Las casonas que mantienen viva la época dorada del salitre de Antofagasta

Vía El Mercurio de Antofagasta.


PATRIMONIO. Hace más de cien años la zona vivió un efímero auge económico. Ahora, casas habitadas y abandonadas quedaron como mudos testigos de esos tiempos.

Cristian Castro Orozco



Samuel, que estudia enfermería, se hospeda en la habitación de una antigua vivienda ubicada en la esquina de Av. Argentina con Maipú, en donde se halla una fila de éstas mismas residenciales que, en el pasado, pertenecieron a los trabajadores del ferrocarril.

"En las noches, mientras estudio, escucho sonar las teclas de un piano desde el subterráneo. Es raro porque en la casa no hay pianos, pero suenan. La señora que nos arrienda dice que no nos preocupemos, que solo son los antiguos dueños de la casa (ya fallecidos) que vienen a recordar tiempos de gloria".

Lo corroborable de la historia es que esas casas pertenecieron a un cordón habitacional ocupado por operarios (mayoritariamente técnicos) de la compañía Ferrocarril Antofagasta Bolivia (FCAB), a inicios del Siglo XX.

Salitre

Los que ahora nos parece la zona centro de Antofagasta, en ese tiempo no era más que la periferia, entendiendo incluso que el primer centro de salud (hospital El Salvador) se ubicaba también en esa área.

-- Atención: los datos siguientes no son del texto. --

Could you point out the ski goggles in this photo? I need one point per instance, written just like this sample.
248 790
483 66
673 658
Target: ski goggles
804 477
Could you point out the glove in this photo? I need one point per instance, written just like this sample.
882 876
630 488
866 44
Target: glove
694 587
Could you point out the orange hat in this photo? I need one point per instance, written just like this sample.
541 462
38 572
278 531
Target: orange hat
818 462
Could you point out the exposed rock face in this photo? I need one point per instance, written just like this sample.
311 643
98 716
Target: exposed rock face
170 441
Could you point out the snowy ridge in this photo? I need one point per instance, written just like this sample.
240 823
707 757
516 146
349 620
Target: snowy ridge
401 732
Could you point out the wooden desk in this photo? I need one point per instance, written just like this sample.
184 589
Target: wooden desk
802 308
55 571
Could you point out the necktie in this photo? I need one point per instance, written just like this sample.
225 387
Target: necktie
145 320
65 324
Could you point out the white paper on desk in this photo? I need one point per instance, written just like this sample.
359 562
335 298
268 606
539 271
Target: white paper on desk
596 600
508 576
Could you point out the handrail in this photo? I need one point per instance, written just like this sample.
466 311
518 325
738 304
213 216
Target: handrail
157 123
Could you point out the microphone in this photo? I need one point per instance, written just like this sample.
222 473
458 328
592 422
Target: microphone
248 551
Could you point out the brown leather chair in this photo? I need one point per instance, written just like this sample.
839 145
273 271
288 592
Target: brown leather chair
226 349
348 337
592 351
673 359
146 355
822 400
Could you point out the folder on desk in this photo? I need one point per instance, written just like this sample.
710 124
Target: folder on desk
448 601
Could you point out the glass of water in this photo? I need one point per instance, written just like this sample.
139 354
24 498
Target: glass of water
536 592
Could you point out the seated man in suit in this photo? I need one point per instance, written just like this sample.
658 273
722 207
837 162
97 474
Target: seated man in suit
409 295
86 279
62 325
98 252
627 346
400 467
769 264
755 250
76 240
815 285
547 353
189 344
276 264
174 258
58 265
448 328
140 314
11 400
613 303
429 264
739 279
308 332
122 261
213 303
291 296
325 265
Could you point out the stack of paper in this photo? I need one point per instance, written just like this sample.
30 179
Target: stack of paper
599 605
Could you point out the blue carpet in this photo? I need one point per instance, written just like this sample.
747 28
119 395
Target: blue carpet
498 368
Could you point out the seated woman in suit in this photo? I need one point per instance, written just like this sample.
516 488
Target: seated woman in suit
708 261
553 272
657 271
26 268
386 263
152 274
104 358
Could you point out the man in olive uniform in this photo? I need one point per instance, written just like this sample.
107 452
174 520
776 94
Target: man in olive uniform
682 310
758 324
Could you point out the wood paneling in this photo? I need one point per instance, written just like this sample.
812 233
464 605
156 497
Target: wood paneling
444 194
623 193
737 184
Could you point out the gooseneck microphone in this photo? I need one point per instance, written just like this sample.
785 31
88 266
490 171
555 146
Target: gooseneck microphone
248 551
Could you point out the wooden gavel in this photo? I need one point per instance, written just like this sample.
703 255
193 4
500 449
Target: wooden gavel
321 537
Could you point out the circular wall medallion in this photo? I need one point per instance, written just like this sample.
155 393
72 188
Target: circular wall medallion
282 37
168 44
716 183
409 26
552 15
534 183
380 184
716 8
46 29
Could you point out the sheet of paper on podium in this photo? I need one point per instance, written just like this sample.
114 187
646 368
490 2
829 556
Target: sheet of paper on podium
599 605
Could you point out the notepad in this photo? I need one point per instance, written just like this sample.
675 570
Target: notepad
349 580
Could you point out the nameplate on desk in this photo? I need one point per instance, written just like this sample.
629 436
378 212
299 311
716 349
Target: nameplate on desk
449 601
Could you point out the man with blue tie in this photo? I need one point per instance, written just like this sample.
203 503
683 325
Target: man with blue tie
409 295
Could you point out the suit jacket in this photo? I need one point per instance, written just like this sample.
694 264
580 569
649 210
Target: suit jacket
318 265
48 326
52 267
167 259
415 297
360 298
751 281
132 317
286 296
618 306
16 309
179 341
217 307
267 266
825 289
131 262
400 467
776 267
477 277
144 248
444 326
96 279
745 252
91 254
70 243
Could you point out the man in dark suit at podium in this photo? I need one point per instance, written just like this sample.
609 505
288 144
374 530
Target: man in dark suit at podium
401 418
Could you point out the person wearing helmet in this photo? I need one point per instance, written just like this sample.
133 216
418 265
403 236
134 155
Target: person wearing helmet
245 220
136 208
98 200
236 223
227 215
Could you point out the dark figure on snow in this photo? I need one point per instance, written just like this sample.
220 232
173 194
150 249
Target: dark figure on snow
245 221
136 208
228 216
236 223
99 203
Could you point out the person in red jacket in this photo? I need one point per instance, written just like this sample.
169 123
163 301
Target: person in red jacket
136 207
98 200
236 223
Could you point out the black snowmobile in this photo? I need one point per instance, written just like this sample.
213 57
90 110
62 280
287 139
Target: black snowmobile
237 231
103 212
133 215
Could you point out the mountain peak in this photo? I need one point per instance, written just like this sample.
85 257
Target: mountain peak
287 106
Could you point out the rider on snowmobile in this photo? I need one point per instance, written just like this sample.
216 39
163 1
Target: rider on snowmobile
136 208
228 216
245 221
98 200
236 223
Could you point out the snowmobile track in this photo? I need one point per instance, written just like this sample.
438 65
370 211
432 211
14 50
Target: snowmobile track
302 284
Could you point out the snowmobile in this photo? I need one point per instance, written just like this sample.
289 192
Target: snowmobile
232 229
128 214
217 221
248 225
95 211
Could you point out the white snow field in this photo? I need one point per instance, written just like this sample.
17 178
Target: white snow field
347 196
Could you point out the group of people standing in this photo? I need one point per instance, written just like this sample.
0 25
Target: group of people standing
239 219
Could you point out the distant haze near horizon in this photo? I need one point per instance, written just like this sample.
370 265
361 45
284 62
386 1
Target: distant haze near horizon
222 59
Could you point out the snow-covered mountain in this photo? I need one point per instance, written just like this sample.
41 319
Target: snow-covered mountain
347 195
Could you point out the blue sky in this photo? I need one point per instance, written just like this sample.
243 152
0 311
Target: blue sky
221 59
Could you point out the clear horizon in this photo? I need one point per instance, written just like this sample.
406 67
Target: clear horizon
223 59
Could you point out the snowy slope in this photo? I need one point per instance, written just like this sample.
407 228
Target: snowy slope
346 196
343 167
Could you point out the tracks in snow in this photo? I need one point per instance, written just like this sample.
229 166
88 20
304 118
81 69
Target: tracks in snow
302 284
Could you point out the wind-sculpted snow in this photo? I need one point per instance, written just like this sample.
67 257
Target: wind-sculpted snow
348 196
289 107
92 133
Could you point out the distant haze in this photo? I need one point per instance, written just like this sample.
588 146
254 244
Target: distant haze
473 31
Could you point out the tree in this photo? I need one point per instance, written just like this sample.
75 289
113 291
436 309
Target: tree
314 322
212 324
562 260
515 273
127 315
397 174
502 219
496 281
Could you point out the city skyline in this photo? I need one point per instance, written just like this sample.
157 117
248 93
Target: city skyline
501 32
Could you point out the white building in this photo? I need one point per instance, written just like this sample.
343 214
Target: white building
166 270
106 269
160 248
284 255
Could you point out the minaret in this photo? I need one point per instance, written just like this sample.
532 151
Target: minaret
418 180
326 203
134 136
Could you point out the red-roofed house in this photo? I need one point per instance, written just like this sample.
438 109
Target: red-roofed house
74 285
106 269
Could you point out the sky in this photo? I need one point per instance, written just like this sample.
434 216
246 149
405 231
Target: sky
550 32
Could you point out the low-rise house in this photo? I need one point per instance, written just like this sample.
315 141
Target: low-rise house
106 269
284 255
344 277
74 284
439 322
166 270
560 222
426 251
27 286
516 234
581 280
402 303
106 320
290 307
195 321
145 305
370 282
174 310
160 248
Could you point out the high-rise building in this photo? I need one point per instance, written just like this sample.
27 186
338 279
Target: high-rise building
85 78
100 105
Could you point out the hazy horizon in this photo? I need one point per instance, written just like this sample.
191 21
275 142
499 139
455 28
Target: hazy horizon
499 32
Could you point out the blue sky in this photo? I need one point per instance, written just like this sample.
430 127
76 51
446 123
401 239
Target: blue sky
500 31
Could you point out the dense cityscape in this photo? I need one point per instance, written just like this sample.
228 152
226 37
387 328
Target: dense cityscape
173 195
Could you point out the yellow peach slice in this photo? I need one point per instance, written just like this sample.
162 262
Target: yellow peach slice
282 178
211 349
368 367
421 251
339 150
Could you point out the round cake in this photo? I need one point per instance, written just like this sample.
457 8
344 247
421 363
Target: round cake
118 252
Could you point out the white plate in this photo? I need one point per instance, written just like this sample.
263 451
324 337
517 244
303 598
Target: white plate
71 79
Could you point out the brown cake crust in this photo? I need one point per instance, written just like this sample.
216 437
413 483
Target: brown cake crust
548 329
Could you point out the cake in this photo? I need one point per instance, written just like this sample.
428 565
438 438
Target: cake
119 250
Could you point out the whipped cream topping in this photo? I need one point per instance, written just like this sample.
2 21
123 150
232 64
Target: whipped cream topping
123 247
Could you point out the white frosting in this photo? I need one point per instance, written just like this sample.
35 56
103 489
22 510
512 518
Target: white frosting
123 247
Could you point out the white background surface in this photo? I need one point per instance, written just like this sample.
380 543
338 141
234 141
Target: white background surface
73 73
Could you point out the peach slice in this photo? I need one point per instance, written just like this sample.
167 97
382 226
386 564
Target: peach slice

Pero el auge del salitre y el dinamismo de la industria, comenzaron a dar forma a lo que hoy conocemos como avenida Argentina.

De ahí en adelante, no solo se levantaron las casas para los trabajadores del ferrocarril, sino también las de los mismos empresarios y principales administradores de las compañías salitreras se dieron a la aventura de edificar sus mansiones en el sector.

Ejemplo de esto es la Casa Camus (ver recuadro) y un sin fin de viviendas de características inglesas que se comenzaron a apostar en el sector. Incluso su construcción se realizó con materiales atípicos a los que se usaban en ese tiempo en la ciudad.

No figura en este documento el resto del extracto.